Satanistische Ideologie soll Beziehungstat rechtfertigen
"Das sind so Sachen, wo man ein gewisses Selbstwertgefühl kriegen kann"
von Frank Nordhausen und Liane von Billerbeck

Fünf Jahre nach dem Sondershauser Schüler-Mord in Verbindung mit der "satanistisch" posierenden Amateur-Band "Absurd" sind die jugendlichen Täter frei. Einer der Täter läßt sich nun in der rechten und satanistischen Musik-Szene als Held feiern und identifiziert sich mit seiner Tat.

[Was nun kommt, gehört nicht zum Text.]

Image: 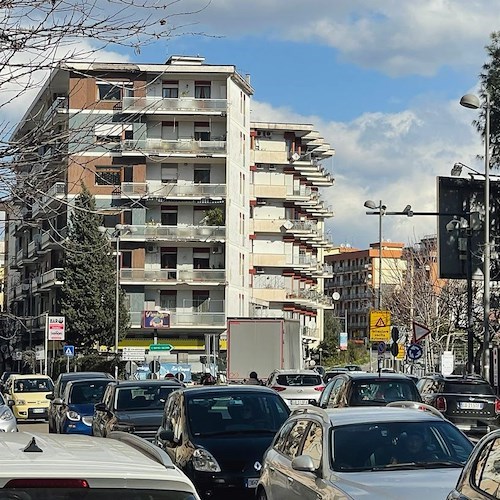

Erfurt, im November 1998. Hendrik M. ist ein blasser Junge, dessen Augen mal flink und wach, dann plötzlich wie erloschen wirken. Wir treffen ihn im Büro eines Erfurter Sozialarbeiters, der sich um Hendrik M. kümmert, seit er im Gefängnis saß.
"Dort, wo ich herkomme", erzählt er in gedrechseltem Deutsch, "wäre es nicht opportun gewesen, meine Einstellung publik zu machen." Und dann sagt der junge Mann, der sich nach eigenem Bekunden auf seine Intelligenz einiges einbildet, in ruhigem Plauderton: "Ich weiß ja nicht, ob man in der Nazizeit bestraft worden wäre, wenn man Volksschädlinge unschädlich gemacht hätte."

Tod im Wald
Hendrik M. ist ein Mörder. Anfang September wurde der 22jährige auf Bewährung entlassen, nachdem er zwei Drittel seiner achtjährigen Haftzeit verbüßt hatte. Jetzt redet er erstmals öffentlich über die Tat und ihre Folgen. Im April 1993 hatte er mit zwei anderen Gymnasiasten aus dem thüringischen Sondershausen den 15jährigen Mitschüler Sandro Beyer brutal erdrosselt. Als bekannt wurde, daß Hendrik M. und seine Klassenkameraden Sebastian S. und Andreas K. sich die "Kinder des Satans" nannten, wurde der Mord zum Medienspektakel. Die Clique um die Amateurband "Absurd" huldigte damals einem selbstinszenierten "Satanismus" und machte sich mit düsteren Songs wichtig, die vom "Tod im Wald" und "Zyklon B" handelten. Sandro wollte sich ihnen anschließen und hatte, als er abgewiesen wurde, abfällige Gerüchte über die "schwarze Elite" verbreitet. Seine Mitschüler töteten ihn, so das Gericht in seinem Urteil vom Februar 1994, weil sie wegen der "ständigen Beschäftigung mit Satanismus, Horrorvideos und Black Metal""die "Achtung vor der Würde des Menschen verloren hatten". Der Richter empfahl ihnen, sich in der Haft mit ihrer Tat auseinanderzusetzen.
Fünf Jahre im Gefängnis haben die Gruppe zerbrochen, und jeder muß seinen Weg zurück in die Gesellschaft finden. Unterschiedliche Wege, wie es im Moment aussieht. Sebastian S. studiert mittlerweile in Dresden; Andreas K. hat Freundin und Beruf gefunden. Mit Hendrik wollen beide offenbar nichts mehr zu tun haben - und er nicht mit ihnen. Seit der Haftentlassung wohnt Hendrik M. wieder bei seinen Eltern. "Ich habe außer meinen Angehörigen niemanden hier draußen", sagt er. "Der Knast", versucht er eine Erklärung, "ist eine künstliche Welt. Man verliert den Bezug zu den Altersgenossen."
Vielleicht deshalb klammert er sich stark an die "schwarze Szene" um den Black Metal, eine aggressive Musikrichtung mit provokanten Texten über Tod und Teufel. Und die Szene hofiert ihn. Die vor dem "Satansmord" kaum bekannte PennälerBand "Absurd" genießt heute in der Szene Kultstatus - und Hendrik M. ist ein Star. Der schlaksige, gehemmte Junge bedient immer wieder das Klischee vom bösen, gewalttätigen "Satanisten".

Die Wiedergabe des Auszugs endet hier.